La théorie de l'information. Aurélien Bellanger. Gallimard, 487 pages.

Extrait Autobiographie des objets

«La notion même d'objet a changé: on a si peu de besoin, en fait, et la machine en plastique sur vos genoux, avec ses fonctions réseaux, a tellement absorbé de ce qui nécessitait autrefois traces, achats marchands. Pas vraiment de plaisir à aller acheter en ville, et on sait que les vitrines s'y étiolent. Le temps des objets a fini.»
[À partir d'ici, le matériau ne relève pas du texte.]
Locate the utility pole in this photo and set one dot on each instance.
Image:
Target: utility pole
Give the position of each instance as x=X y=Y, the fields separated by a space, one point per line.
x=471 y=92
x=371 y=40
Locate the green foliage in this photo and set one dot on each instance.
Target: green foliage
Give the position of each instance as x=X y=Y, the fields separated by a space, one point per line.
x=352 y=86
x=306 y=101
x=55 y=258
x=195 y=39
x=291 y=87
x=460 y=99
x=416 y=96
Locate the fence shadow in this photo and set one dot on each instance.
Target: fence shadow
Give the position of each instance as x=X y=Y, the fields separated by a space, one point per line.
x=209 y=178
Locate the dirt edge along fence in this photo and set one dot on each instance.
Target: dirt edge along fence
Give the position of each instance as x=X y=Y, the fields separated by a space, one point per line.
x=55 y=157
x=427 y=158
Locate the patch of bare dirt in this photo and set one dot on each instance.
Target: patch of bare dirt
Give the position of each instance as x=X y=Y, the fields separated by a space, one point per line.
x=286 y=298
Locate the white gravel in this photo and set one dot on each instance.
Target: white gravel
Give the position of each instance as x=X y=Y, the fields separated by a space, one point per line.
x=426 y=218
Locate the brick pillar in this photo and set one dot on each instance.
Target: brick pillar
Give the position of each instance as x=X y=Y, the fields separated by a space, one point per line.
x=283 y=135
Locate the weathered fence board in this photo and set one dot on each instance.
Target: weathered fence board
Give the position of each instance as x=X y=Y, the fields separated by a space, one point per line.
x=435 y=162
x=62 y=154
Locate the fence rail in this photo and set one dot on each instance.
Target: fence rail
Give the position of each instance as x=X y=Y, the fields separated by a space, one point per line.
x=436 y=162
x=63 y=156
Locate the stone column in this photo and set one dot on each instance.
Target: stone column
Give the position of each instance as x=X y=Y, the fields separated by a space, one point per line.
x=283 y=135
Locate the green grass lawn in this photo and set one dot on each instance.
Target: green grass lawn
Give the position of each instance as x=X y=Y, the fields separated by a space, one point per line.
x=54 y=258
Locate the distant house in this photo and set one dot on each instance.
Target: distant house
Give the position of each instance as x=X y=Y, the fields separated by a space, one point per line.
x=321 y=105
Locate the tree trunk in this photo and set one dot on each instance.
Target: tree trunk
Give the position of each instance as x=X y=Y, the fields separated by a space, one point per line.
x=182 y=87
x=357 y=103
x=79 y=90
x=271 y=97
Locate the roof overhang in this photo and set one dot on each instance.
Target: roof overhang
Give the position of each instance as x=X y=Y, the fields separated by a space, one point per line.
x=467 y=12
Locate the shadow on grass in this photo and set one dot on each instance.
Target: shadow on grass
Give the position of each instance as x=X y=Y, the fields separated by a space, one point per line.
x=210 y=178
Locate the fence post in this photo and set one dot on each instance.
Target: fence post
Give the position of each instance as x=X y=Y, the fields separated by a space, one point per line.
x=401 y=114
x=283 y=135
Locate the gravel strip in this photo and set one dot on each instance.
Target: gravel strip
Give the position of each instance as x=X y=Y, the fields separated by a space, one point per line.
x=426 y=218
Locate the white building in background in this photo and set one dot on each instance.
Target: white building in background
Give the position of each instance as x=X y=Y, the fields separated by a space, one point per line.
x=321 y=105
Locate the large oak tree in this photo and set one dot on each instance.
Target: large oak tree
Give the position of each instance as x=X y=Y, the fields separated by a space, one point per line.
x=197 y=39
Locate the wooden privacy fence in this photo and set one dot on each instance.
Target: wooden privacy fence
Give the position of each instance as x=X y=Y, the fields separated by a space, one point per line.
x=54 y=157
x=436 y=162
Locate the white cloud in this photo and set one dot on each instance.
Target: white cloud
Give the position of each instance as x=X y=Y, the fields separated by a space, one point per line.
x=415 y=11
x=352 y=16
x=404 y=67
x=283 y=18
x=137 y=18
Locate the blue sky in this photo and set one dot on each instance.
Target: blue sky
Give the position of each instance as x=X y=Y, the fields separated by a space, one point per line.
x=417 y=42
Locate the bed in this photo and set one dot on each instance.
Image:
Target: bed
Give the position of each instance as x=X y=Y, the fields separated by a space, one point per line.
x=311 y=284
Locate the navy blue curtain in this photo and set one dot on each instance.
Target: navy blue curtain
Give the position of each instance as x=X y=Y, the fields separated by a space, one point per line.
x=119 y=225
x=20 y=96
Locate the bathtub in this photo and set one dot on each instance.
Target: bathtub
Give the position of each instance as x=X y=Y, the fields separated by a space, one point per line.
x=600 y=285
Extrait La théorie de l'information

«Ils passaient tous leurs week-ends ensemble à programmer ou à jouer à des jeux de rôle. Car ces adolescents pionniers, acteurs de la révolution informatique et parfaitement adaptés pour survivre à l'ère du numérique, vivaient encore dans les marges de la société industrielle, et pratiquaient en secret des cérémoniels obscurs. Largement déconsidérés, malgré leur expertise dans l'un des domaines les plus complexes qui soient, ils rêvaient en secret d'une revanche. Ils étaient les premiers chamans des âges préhistoriques, chassés de la tribu, mais titulaires de pouvoir inconnus, les premiers chrétiens, réfugiés dans les catacombes, mais prêts à conquérir l'Empire, les derniers moines copistes, harcelés par les guerres et les épidémies, mais sauvant les chefs-d'oeuvre oubliés de la philosophie antique.»